Having learned the hard way, I plant only hardy, disease resistant roses that can take high humidity and extreme heat without succumbing to black spot--the nemesis of OKC rose growers. MP has earned its keep with abundant fragrant blooms and disease free foliage. Happy in morning sun and filtered mid day and afternoon sun, sheltered from north winds, it is doing well situated between a magnolia and an elm in the driest area in my yard. I planted it last year and it bloomed like crazy. This year, in spite of a very hard winter, it has tripled in size and is covered in buds. What a winner!

Positive Leslie_Pz On Jun 26, 2008, Leslie_Pz from Amherst, NH wrote:

This tends to suffer some disease and there isn't much fragrance for me, but I love this rose and photograph it throughout the blooming season.

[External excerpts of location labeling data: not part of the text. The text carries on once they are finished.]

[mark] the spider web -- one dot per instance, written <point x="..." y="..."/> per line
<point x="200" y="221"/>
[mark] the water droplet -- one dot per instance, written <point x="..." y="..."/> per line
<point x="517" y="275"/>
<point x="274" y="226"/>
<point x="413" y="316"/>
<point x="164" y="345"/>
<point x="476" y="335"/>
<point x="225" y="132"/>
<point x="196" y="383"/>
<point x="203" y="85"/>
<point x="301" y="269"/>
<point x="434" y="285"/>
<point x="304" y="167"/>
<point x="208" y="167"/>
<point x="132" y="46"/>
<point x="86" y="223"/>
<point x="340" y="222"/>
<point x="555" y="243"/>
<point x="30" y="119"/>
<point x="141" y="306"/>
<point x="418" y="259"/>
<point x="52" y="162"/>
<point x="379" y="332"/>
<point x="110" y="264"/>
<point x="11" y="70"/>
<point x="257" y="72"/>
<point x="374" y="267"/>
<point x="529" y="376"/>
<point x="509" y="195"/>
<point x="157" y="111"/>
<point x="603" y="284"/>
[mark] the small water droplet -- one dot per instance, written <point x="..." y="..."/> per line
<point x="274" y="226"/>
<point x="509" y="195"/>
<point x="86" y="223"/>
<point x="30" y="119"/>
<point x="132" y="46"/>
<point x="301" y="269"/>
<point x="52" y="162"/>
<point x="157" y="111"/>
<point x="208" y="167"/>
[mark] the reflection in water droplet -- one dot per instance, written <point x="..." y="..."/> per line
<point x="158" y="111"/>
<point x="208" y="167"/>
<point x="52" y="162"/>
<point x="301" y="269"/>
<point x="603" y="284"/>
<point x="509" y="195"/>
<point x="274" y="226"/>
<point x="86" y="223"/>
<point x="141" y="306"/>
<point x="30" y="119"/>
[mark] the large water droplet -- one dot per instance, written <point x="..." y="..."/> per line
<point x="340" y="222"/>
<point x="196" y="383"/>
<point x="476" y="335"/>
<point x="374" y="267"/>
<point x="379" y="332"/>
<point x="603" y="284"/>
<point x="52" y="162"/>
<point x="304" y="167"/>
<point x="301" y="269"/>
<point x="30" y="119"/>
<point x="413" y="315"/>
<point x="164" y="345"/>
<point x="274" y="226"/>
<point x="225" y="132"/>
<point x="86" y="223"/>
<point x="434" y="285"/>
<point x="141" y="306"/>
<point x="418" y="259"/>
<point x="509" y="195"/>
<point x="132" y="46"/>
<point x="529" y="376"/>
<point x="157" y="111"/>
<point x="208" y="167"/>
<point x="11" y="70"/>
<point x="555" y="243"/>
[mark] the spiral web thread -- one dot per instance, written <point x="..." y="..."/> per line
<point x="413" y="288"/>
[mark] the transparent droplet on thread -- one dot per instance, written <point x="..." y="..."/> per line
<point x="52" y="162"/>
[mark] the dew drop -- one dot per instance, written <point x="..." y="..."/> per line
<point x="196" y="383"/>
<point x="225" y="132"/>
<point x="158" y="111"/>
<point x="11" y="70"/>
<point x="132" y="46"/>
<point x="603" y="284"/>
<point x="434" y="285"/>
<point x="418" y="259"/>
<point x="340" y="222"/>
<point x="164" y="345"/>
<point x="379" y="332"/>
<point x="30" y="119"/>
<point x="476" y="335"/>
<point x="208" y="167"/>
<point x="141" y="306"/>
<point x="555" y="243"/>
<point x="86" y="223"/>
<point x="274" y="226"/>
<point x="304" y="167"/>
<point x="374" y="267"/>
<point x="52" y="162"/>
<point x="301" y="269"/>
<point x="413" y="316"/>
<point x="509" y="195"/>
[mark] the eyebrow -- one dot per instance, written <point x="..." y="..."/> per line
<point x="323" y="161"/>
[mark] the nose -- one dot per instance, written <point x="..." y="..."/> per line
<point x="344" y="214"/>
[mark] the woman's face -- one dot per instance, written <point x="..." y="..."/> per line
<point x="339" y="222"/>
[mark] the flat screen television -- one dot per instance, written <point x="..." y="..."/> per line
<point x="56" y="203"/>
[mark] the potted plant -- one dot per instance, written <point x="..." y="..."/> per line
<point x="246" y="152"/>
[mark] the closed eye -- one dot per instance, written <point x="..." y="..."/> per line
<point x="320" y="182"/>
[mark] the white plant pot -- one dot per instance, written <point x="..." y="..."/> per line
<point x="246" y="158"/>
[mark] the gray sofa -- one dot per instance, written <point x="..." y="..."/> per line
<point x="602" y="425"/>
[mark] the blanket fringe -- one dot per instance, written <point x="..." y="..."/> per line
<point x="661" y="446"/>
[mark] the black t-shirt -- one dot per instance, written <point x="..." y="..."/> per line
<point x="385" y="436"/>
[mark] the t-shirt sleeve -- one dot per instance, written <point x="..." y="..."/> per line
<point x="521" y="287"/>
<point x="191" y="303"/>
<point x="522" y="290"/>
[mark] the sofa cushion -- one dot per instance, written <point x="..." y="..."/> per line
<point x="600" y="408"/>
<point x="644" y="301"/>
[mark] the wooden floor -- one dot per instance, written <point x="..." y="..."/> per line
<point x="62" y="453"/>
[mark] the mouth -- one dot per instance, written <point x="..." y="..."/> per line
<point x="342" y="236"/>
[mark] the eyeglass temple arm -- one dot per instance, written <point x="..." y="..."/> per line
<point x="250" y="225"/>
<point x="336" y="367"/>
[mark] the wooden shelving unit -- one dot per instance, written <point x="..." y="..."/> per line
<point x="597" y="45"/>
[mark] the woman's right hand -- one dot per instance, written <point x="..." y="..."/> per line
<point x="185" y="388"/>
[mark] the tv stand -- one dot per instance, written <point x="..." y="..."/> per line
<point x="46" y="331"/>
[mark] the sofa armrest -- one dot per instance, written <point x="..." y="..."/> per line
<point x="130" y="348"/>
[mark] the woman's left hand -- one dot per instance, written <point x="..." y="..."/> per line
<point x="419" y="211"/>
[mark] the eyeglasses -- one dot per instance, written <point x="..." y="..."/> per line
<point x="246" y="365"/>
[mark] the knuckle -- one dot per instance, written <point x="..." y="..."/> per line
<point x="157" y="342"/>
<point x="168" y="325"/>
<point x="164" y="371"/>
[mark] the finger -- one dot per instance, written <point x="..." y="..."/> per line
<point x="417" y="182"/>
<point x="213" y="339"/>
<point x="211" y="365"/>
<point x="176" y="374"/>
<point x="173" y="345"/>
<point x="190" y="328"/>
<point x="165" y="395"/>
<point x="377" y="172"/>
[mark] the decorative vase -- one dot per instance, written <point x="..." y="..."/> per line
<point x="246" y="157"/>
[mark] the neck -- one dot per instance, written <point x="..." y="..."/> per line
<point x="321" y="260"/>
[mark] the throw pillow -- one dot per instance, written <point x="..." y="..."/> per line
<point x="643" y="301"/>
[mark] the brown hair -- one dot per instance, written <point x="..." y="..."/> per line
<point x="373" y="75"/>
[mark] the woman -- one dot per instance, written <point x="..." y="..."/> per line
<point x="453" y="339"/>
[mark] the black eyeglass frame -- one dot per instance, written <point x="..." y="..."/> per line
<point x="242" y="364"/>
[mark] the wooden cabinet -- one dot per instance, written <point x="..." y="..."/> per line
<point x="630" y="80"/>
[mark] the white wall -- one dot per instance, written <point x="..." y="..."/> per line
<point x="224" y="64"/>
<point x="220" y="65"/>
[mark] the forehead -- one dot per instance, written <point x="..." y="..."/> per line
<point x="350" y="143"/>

Even had another small show of flowers, later in the summer, last year. Maybe will happen again?

Positive mrs_colla On May 10, 2008, mrs_colla from Marin, CA (Zone 9b) wrote:

The best smell a rose can have, absolutely stunning, delicious!!!!

Positive Leslie_Pz On Jun 24, 2004, Leslie_Pz from Amherst, NH wrote:

Information regarding Alba Rose; Mme Plantier.

Tends to grow tall - 6ft tall and sometimes wide. Usually thornless, Mme Plantier has mat, gray-/or/blue-green leaves and clusters of delicate, petite, creamy white flowers; flowering only once and usually in Spring.

Like other Albas, Mme Plantier is shade tolerant. They are supremely hardy of all old garden roses; doing well in adverse conditions, survives with some neglect, thrives well with poor soil and resists desease and other problems.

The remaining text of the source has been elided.